A decisão do ministro Flávio Dino, do Supremo Tribunal Federal (STF), que permite a desapropriação de propriedades rurais onde forem comprovados incêndios criminosos ou desmatamento ilegal, tem causado forte apreensão entre produtores rurais de todo o país. O entendimento foi firmado no julgamento da Arguição de Descumprimento de Preceito Fundamental (ADPF) 743, que visa reestruturar a política de prevenção e combate a incêndios no Pantanal e na Amazônia.
De acordo com a nova interpretação, propriedades que descumprirem sua função social que, segundo a Constituição, inclui tanto a produtividade quanto a preservação ambiental podem ser destinadas à reforma agrária. A decisão também impede que terras associadas a crimes ambientais sejam regularizadas e prevê ações de indenização contra os responsáveis.
Para a advogada Márcia Alcântara, especialista em Direito Agrário e do Agronegócio, a medida representa uma mudança profunda na relação entre o setor rural e o Estado. “Antes, o produtor tinha a chance de ser notificado, autuado e de firmar um Termo de Ajustamento de Conduta (TAC) para corrigir o problema. Agora, essa possibilidade praticamente desaparece”, afirma.

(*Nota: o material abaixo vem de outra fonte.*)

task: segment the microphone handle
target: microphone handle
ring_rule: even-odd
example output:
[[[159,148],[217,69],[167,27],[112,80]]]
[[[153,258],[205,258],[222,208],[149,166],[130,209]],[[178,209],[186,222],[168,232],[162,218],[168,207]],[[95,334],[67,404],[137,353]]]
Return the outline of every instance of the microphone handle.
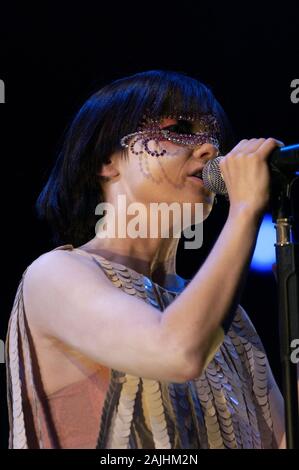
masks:
[[[271,153],[269,163],[282,173],[299,171],[299,144],[278,147]]]

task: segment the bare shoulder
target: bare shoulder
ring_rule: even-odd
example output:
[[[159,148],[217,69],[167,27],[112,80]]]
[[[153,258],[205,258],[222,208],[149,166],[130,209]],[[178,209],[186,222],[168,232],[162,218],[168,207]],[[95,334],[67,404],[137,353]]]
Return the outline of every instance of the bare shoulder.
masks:
[[[63,281],[65,286],[68,280],[80,279],[82,276],[94,278],[95,275],[106,281],[106,276],[91,257],[82,256],[73,250],[52,250],[40,255],[28,266],[24,281],[27,286],[35,287],[42,287],[45,281],[54,284]]]
[[[26,314],[36,324],[62,305],[76,303],[92,288],[110,283],[100,267],[88,256],[69,250],[52,250],[36,258],[23,280]]]
[[[79,256],[74,250],[51,250],[41,254],[30,265],[29,271],[48,270],[56,267],[58,264],[64,265],[70,262],[88,260],[85,256]]]

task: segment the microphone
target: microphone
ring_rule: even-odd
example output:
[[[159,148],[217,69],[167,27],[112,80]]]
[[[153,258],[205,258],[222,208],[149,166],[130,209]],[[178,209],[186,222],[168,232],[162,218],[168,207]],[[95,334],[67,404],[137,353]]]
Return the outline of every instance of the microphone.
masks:
[[[202,169],[202,180],[204,186],[216,194],[227,195],[227,189],[222,177],[219,163],[225,158],[219,156],[208,161]],[[299,144],[287,147],[278,147],[268,158],[270,171],[290,175],[299,171]]]

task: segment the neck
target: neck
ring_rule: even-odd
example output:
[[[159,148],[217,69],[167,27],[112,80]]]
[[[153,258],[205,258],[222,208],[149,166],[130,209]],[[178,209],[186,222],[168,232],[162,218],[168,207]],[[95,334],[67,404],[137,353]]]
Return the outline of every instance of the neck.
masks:
[[[149,277],[162,286],[177,283],[179,238],[98,238],[81,246]]]

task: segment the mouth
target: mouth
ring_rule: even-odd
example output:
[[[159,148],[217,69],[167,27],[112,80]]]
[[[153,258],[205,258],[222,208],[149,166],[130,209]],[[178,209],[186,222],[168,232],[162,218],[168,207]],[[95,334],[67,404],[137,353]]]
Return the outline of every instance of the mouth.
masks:
[[[192,173],[191,175],[188,175],[188,178],[197,184],[203,184],[202,181],[202,170],[197,170],[196,172]]]
[[[202,170],[197,170],[195,173],[192,173],[190,176],[195,176],[195,178],[202,179]]]
[[[197,186],[203,186],[203,180],[201,178],[198,178],[196,176],[188,176],[188,179]]]

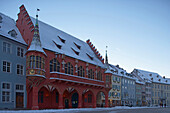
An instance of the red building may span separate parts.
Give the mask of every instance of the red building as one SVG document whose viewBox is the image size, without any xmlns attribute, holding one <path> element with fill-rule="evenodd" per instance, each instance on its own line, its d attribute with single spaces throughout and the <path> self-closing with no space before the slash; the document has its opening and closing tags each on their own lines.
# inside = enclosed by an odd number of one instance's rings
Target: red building
<svg viewBox="0 0 170 113">
<path fill-rule="evenodd" d="M 17 27 L 26 53 L 27 107 L 30 109 L 108 107 L 111 74 L 90 40 L 83 42 L 29 16 L 20 7 Z M 106 71 L 107 72 L 107 71 Z M 108 80 L 106 80 L 108 79 Z"/>
</svg>

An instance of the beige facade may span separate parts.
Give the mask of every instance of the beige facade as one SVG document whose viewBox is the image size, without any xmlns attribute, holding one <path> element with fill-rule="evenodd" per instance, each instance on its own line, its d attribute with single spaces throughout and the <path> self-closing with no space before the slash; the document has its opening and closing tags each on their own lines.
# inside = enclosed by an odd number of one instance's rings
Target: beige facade
<svg viewBox="0 0 170 113">
<path fill-rule="evenodd" d="M 111 77 L 112 89 L 109 91 L 109 105 L 121 105 L 121 76 L 112 75 Z"/>
<path fill-rule="evenodd" d="M 157 105 L 170 105 L 170 84 L 155 83 L 152 84 L 152 104 Z"/>
</svg>

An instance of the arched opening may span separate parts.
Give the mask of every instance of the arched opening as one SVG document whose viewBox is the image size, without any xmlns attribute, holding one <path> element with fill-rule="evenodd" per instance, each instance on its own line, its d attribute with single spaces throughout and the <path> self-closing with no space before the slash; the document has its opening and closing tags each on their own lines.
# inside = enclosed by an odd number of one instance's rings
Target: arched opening
<svg viewBox="0 0 170 113">
<path fill-rule="evenodd" d="M 54 109 L 58 108 L 59 93 L 52 86 L 43 86 L 38 91 L 38 106 L 39 109 Z"/>
<path fill-rule="evenodd" d="M 104 92 L 98 92 L 96 95 L 96 107 L 105 106 L 105 94 Z"/>
<path fill-rule="evenodd" d="M 73 93 L 71 97 L 72 108 L 78 108 L 78 93 Z"/>
<path fill-rule="evenodd" d="M 91 90 L 86 89 L 82 95 L 83 108 L 92 108 L 94 105 L 94 94 Z"/>
<path fill-rule="evenodd" d="M 63 93 L 64 108 L 78 108 L 79 94 L 72 88 L 67 88 Z"/>
</svg>

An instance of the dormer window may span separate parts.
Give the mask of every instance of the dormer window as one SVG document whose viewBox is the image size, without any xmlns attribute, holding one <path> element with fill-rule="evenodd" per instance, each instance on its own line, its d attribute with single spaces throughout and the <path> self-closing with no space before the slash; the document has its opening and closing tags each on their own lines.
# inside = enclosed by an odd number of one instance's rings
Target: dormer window
<svg viewBox="0 0 170 113">
<path fill-rule="evenodd" d="M 71 48 L 76 55 L 79 55 L 79 52 L 75 51 L 73 48 Z"/>
<path fill-rule="evenodd" d="M 149 76 L 152 76 L 152 74 L 149 74 Z"/>
<path fill-rule="evenodd" d="M 157 78 L 159 77 L 159 75 L 157 75 Z"/>
<path fill-rule="evenodd" d="M 153 80 L 153 78 L 151 78 L 151 80 Z"/>
<path fill-rule="evenodd" d="M 57 36 L 62 43 L 65 43 L 66 40 L 62 39 L 60 36 Z"/>
<path fill-rule="evenodd" d="M 121 71 L 120 73 L 121 73 L 122 75 L 124 75 L 124 72 L 123 72 L 123 71 Z"/>
<path fill-rule="evenodd" d="M 55 41 L 53 41 L 54 42 L 54 44 L 59 48 L 59 49 L 61 49 L 61 45 L 59 45 L 59 44 L 57 44 L 57 43 L 55 43 Z"/>
<path fill-rule="evenodd" d="M 161 79 L 159 79 L 158 81 L 161 81 Z"/>
<path fill-rule="evenodd" d="M 0 23 L 2 23 L 2 16 L 0 15 Z"/>
<path fill-rule="evenodd" d="M 74 44 L 76 45 L 76 47 L 78 48 L 78 49 L 80 49 L 81 48 L 81 46 L 79 46 L 78 44 L 76 44 L 75 42 L 74 42 Z"/>
<path fill-rule="evenodd" d="M 86 53 L 87 54 L 87 53 Z M 93 57 L 92 56 L 90 56 L 89 54 L 87 54 L 87 56 L 91 59 L 91 60 L 93 60 Z"/>
<path fill-rule="evenodd" d="M 16 31 L 14 29 L 9 31 L 8 34 L 11 35 L 12 37 L 15 37 L 15 38 L 17 36 L 17 33 L 16 33 Z"/>
</svg>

Ela ressalta que a definição de crime ambiental vai além de grandes desmatamentos. Inclui práticas como queimadas não autorizadas, captação de água sem outorga, descarte inadequado de embalagens agrícolas e até a retirada de vegetação sem licença prévia. “Com mais de 27 mil normas ambientais em vigor no Brasil, é muito difícil um produtor cumprir integralmente todas as exigências. O risco de perder a terra por qualquer irregularidade, inclusive herdada, é real”, alerta.
Outro ponto que preocupa o setor segundo a especialista é a falta de critérios claros para a aplicação da decisão. “Quem vai fiscalizar? Quem vai julgar? Quais os parâmetros para determinar a desapropriação? Isso não está especificado. Essa omissão abre espaço para interpretações perigosas”, destaca Márcia.
Ela levanta ainda uma questão prática: se um crime ambiental ocorreu em apenas uma pequena parte da propriedade há vários anos, toda a área poderá ser desapropriada? “Não sabemos se a punição será restrita à área afetada ou se vai alcançar toda a fazenda. É uma medida desproporcional e que gera insegurança jurídica”, afirma.
Orientação
Como orientação preventiva, a advogada recomenda que produtores registrem boletins de ocorrência sempre que houver indícios de incêndios ou danos ambientais que não tenham sido causados por eles. “Se houver uma queimada acidental ou provocada por terceiros, é essencial comunicar à polícia para provar que o produtor não tem responsabilidade”, sugere.
Márcia também critica a falta de estrutura do poder público para investigar esses casos e oferecer suporte técnico aos produtores. “Por que o Estado não fornece equipamentos para construção de aceiros? Por que não há mais campanhas de educação ambiental nas zonas rurais? Está tudo nas costas do produtor”, afirma.
Diante da insegurança gerada, a advogada defende que o Congresso Nacional debata o tema com urgência. “Se necessário, que se promova uma emenda constitucional para estabelecer limites e condições claras para a aplicação dessa decisão. Não sou contra a preservação ambiental, mas é preciso equilíbrio. Não podemos transformar o produtor rural em inimigo da natureza”, conclui.